The experimental design included six groups of rats, each divided equally. Control, rats exposed to RUT (25 mg/kg), rats exposed to VORTX (28 mg/kg), rats exposed to VORTX (28 mg/kg) + RUT (25 mg/kg), rats exposed to VORTX (80 mg/kg), and rats exposed to VORTX (80 mg/kg) + RUT (25 mg/kg). After 30 days from the daily exposure period, assessments were conducted for serum liver enzyme activities, hepatotoxicity biomarkers, liver antioxidant endogenous enzymes, DNA fragmentation, and histopathological studies of liver tissue.

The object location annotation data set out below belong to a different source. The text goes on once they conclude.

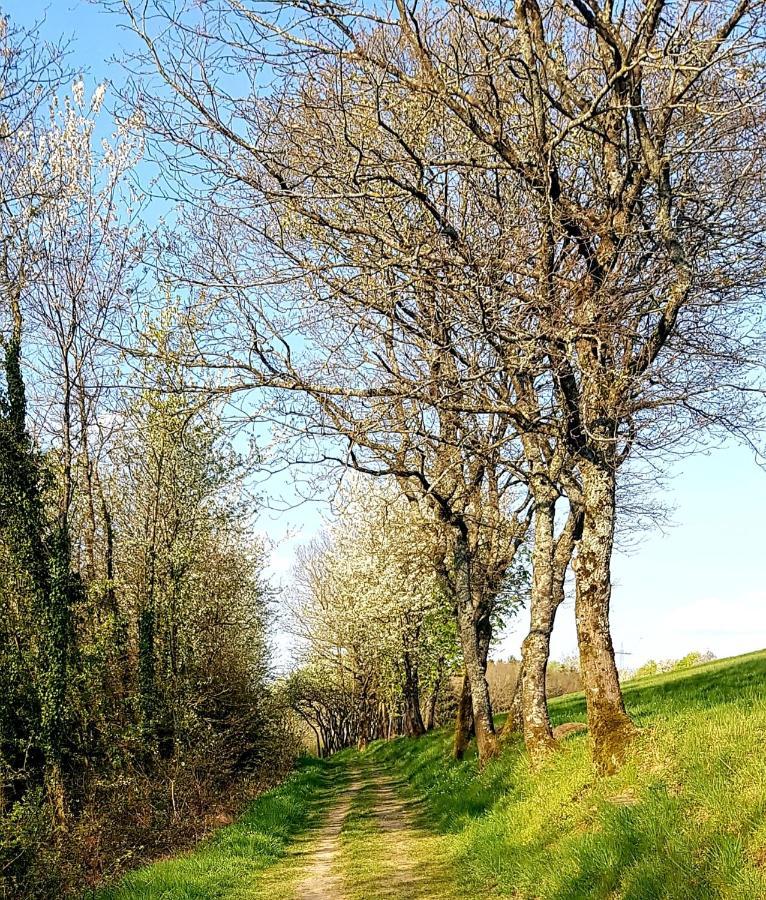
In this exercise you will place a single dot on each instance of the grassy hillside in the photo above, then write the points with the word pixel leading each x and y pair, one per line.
pixel 685 818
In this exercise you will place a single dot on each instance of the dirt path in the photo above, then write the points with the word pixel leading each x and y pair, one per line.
pixel 370 847
pixel 322 879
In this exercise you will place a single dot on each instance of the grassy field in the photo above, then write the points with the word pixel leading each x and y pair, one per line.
pixel 685 818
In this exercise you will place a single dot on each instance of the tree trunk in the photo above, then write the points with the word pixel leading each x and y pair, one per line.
pixel 432 703
pixel 413 718
pixel 514 724
pixel 538 735
pixel 609 725
pixel 463 719
pixel 476 667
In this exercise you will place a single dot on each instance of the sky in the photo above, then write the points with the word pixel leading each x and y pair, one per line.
pixel 699 584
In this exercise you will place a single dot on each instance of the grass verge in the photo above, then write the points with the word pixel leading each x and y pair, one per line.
pixel 231 862
pixel 684 819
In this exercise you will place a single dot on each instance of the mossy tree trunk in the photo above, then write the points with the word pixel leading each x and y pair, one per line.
pixel 609 724
pixel 538 735
pixel 473 628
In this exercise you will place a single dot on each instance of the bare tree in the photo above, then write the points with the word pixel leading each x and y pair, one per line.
pixel 548 197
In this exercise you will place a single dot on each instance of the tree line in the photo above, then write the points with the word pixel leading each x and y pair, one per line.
pixel 494 259
pixel 134 658
pixel 496 254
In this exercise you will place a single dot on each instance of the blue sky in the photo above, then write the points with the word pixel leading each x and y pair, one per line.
pixel 698 585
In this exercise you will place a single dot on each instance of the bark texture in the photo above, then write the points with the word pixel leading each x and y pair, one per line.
pixel 538 735
pixel 609 724
pixel 463 720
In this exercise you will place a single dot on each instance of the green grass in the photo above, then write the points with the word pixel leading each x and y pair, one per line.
pixel 231 863
pixel 685 819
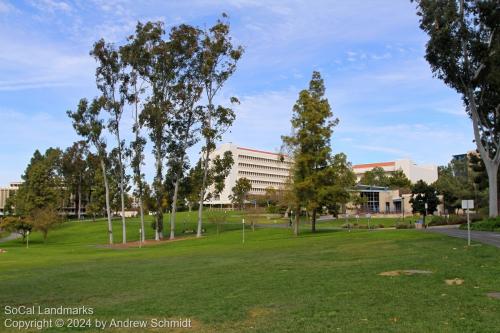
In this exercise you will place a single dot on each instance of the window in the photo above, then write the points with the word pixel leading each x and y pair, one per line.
pixel 372 205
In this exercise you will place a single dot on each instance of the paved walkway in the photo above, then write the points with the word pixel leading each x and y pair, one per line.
pixel 486 237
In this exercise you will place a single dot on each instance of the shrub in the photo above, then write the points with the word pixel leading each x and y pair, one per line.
pixel 405 226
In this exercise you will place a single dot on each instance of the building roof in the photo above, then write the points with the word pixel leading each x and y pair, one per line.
pixel 373 165
pixel 262 151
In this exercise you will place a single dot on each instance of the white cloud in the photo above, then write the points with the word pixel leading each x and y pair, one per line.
pixel 5 7
pixel 32 64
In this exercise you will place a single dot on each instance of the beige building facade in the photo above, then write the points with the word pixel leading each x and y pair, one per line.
pixel 262 168
pixel 414 172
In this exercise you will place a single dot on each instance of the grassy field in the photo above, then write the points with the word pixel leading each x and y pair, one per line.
pixel 376 222
pixel 274 282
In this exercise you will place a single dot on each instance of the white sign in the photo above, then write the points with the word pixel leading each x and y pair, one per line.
pixel 467 204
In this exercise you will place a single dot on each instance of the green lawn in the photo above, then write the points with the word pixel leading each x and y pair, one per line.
pixel 274 282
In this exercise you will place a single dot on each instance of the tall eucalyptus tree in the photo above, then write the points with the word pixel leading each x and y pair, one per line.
pixel 112 81
pixel 218 59
pixel 88 124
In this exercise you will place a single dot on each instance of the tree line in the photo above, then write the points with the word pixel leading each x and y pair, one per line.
pixel 168 82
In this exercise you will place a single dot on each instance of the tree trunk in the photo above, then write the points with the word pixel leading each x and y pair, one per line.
pixel 122 194
pixel 492 171
pixel 313 221
pixel 202 191
pixel 174 209
pixel 108 206
pixel 297 220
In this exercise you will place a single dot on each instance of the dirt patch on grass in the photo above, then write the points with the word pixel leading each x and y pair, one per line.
pixel 149 242
pixel 494 295
pixel 404 272
pixel 454 282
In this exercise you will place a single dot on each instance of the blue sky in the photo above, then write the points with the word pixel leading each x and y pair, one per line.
pixel 370 54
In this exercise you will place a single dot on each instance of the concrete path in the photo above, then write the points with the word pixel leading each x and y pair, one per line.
pixel 486 237
pixel 10 237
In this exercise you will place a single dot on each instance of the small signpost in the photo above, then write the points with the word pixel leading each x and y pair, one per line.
pixel 243 231
pixel 468 205
pixel 140 238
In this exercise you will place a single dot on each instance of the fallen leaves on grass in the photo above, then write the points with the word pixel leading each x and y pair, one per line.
pixel 404 272
pixel 454 282
pixel 494 295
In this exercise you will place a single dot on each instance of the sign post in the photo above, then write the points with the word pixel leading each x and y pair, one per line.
pixel 140 238
pixel 468 204
pixel 243 231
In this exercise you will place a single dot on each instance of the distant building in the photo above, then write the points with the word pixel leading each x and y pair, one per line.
pixel 262 168
pixel 414 172
pixel 6 192
pixel 382 200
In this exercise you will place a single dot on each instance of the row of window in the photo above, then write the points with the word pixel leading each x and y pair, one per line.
pixel 265 182
pixel 260 190
pixel 265 167
pixel 260 174
pixel 268 160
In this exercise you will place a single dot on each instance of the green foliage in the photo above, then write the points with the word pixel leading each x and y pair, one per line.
pixel 453 186
pixel 423 195
pixel 45 219
pixel 18 224
pixel 319 179
pixel 42 183
pixel 464 51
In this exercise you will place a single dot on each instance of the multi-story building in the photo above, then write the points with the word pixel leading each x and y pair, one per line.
pixel 414 172
pixel 262 168
pixel 6 192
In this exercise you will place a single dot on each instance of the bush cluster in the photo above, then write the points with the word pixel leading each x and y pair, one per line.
pixel 490 224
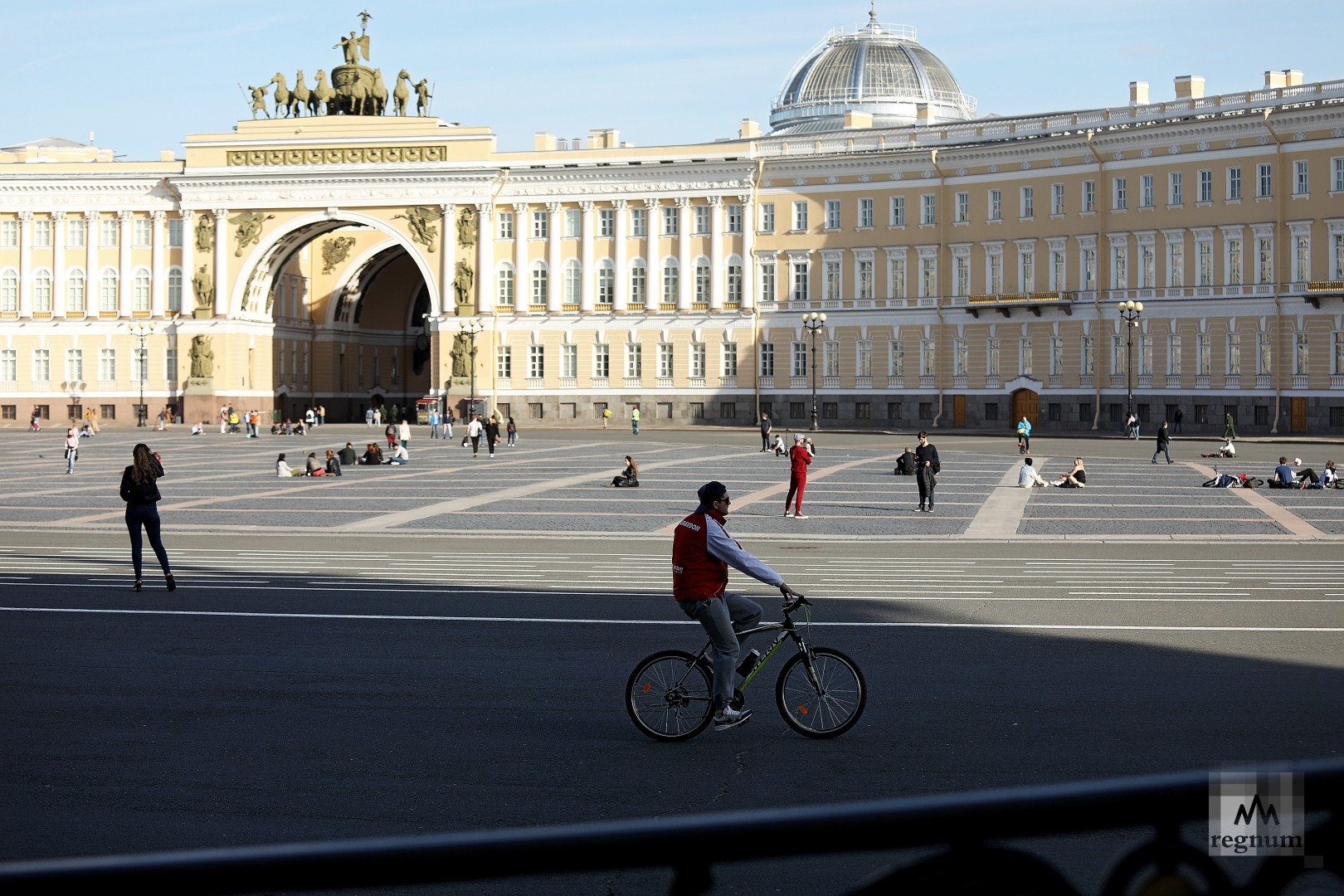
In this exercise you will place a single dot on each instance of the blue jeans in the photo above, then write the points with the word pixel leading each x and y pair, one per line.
pixel 145 514
pixel 723 618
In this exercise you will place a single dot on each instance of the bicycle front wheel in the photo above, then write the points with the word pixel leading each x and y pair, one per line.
pixel 823 699
pixel 670 696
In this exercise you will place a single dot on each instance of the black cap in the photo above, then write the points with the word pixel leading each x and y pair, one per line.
pixel 711 492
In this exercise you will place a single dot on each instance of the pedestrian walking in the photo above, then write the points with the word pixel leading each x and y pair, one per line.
pixel 799 461
pixel 140 492
pixel 926 455
pixel 71 449
pixel 1163 444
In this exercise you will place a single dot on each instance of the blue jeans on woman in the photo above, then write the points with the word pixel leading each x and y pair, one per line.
pixel 145 514
pixel 723 618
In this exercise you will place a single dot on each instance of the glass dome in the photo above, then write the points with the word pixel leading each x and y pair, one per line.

Interestingly, the risk of liver damage and hepatotoxicity related to VORTX was attenuated by the daily co-administration of RUT. Significant improvements were observed among all detected liver functions, oxidative stress, and inflammatory biomarkers including aspartate aminotransferase (AST), alanine transaminase (ALT), lactate dehydrogenase (LDH), albumin, malondialdehyde (MDA), superoxide dismutase (SOD), glutathione (GSH), glutathione S-transferase (GST), total protein, acid phosphatase, N-Acetyl-/β-glucosaminidase (β-NAG), β-Galactosidase (β-Gal), alpha-fetoprotein (AFP), caspase 3, and cytochrom-C along with histopathological studies, compared to the control and sole RUT group.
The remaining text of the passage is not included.